Silence ! Je guette mon cimeau, César le sien. La bise souffle, les appeaux appellent, la rivière gronde au lointain. Dans l’étroite ouverture par où je regarde, un grand paysage s’encadre : arbres, maisons blanches, rochers ; et ce serait délicieux sans l’obligation de mettre à mort l’infortuné pinson qui vient — tenez ! de se poser là, bien en face, tout en haut de la branche morte, et qui, noir sous le bleu du ciel, ressemble à une feuille qui chanterait.
Car on les tue, pinsons et linots, on les tue par douzaines. Quelquefois, en tombant, le petit cadavre s’embroche à la tige d’un chaume aigu.
Pour mon compte, s’il faut tout dire : Madame, je n’en tuai jamais.
Et même, depuis quelques jours, j’empêche que l’ami César n’en tue.
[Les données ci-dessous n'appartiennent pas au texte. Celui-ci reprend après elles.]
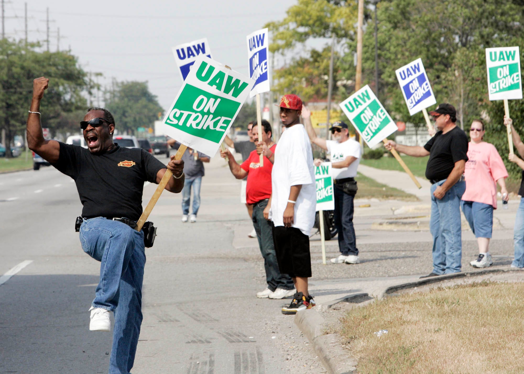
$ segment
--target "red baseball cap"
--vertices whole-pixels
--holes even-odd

L’ami César, parfait chasseur, a pourtant cette déplorable habitude de murmurer : — « N’en véla qui maï un !… » en visant, à chaque fois qu’un oisillon vient se percher sur son cimeau. Quand j’entends cela, brusquement, par l’embrasure qui m’est dévolue, pan ! je tire. Le bruit de mon coup inutile effraie la pièce visée par César, et j’ai le plaisir de la chasse sans m’exposer à aucun remords.
César me disait l’autre jour :
— « Je ne tue plus rien, coquin de sort ! Je ne sais pas si c’est un hasard, mais vous tirez toujours juste au moment où j’ai le doigt sur la gâchette, et ça fait partir mon gibier… »
Évidemment César se méfie.
Il ne m’attend plus au départ, il m’accueille sans enthousiasme, et je crains bien qu’un de ces matins, — malgré notre vieille amitié, — il ne m’interdise le seuil sacré du poste.
N’importe ! Ma conscience est tranquille.